PHP RFC: Union Types
- Version: 1.1
- Date: 2015-02-14
- Author: Levi Morrison levim@php.net, Bob Weinand bobwei9@hotmail.com
- Status: Declined
- First Published at: http://wiki.php.net/rfc/union_types
Introduction
PHP has type declarations which can be associated with function parameters or return values. These declarations perform two useful roles:
- They allow the PHP engine to enforce the correct type of variable passed to or returned from a function.
- They make it easier to reason about what types need to be passed to or can be returned from a function. Both humans and static code analysis tools can use this information to help determine the correctness of the code.
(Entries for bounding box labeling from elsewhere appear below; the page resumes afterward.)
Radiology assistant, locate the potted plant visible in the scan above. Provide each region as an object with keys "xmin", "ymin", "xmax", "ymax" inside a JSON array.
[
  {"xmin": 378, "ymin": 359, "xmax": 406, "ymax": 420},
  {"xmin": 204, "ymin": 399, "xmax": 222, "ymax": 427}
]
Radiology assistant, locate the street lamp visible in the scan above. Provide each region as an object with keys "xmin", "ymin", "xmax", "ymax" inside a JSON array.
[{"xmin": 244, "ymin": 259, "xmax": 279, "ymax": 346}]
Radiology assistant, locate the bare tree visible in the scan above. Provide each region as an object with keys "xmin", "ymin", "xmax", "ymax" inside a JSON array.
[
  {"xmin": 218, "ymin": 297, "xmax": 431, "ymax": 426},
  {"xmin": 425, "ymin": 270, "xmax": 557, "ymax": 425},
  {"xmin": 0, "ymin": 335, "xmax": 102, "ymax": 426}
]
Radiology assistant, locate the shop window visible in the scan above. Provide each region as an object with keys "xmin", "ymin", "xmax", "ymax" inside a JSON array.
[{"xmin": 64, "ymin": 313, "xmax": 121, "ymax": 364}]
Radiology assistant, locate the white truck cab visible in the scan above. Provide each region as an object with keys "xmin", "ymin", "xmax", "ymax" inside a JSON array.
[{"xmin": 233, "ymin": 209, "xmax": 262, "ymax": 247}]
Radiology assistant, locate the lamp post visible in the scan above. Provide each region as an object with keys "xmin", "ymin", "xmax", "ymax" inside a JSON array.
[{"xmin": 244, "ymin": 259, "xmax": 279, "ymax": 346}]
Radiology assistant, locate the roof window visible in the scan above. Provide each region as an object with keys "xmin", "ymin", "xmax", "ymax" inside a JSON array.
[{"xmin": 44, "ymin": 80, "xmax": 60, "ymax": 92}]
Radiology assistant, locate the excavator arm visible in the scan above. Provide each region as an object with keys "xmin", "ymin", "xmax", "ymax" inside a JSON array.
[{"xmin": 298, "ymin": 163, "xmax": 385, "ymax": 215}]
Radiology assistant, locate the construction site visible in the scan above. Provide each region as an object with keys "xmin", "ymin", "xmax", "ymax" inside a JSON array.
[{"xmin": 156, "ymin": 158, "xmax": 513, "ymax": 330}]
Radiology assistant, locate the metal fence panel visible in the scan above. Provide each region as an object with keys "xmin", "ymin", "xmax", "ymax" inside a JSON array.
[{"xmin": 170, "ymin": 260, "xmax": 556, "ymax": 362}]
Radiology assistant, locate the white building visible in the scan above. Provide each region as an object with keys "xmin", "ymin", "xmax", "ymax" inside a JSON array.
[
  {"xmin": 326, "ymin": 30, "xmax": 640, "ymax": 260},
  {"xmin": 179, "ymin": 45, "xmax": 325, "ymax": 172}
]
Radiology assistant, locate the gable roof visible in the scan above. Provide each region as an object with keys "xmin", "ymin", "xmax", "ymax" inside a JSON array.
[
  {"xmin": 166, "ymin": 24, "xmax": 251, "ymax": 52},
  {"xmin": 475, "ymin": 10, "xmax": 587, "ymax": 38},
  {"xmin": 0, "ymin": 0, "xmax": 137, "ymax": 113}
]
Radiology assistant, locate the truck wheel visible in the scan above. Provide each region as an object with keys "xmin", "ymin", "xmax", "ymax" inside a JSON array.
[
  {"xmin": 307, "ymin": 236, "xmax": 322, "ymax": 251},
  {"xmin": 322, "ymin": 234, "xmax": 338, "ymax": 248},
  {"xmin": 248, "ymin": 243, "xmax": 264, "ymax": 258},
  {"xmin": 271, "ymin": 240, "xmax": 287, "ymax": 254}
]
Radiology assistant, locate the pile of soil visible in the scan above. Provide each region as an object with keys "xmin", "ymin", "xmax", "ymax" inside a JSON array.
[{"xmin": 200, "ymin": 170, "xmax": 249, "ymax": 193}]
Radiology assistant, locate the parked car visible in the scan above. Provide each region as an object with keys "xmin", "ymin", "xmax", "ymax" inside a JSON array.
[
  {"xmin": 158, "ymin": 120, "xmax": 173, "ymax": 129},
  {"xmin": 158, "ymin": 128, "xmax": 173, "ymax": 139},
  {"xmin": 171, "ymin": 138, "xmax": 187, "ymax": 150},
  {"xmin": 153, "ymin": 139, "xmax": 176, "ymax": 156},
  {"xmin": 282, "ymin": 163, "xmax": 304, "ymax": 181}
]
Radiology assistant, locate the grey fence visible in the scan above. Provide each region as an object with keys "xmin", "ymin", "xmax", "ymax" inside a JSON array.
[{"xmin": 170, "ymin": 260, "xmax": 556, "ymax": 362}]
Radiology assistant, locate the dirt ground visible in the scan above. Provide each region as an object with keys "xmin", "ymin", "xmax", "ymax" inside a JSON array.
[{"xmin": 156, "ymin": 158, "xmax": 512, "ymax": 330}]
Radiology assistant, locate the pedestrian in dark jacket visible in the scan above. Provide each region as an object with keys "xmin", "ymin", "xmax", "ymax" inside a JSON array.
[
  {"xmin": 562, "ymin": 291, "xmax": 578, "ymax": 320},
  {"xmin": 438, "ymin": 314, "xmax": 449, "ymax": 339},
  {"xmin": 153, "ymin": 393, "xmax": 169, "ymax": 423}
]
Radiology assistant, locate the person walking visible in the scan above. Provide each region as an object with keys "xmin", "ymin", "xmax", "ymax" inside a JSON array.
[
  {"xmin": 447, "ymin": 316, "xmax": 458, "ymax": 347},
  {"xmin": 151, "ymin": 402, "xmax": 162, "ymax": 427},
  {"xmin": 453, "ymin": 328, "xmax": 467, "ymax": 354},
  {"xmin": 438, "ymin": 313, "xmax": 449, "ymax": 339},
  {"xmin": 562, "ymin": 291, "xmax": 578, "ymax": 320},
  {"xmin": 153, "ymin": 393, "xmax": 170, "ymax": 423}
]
For a lot of functions in PHP each parameter will only be one type. Similarly, for the majority of functions the return value will only ever be of one type.
However, for a significant number of functions, the acceptable parameters or the possible return values can be of more than one type. For example consider the stripos
function where the return value varies based on:
- if the needle exists it returns an integer.
- if the needle is not found, false is returned.
In the documentation on php.net, the two possible return types are documented as mixed
- however this does not actually document what the possible return types are, only that there is more than one possible type returned.
Currently in userland code when a parameter for a function can be one of multiple types, or the return value from a function can be one of multiple types, there can be no type information supplied. It is not possible for the PHP engine to enforce any types passed to/from these functions and similarly it is not easy for people using these functions to reason about the types passed to/returned from these functions.
This RFC seeks to address these limitations.
Proposal
This RFC proposes the ability to define multiple possible types for parameter and return types. To define a 'union type' a single vertical bar (OR) is placed between types e.g. int|bool
represents the union type of either integer or boolean. For these 'union types' a value passes the type check if the value would pass any one of the types in the union.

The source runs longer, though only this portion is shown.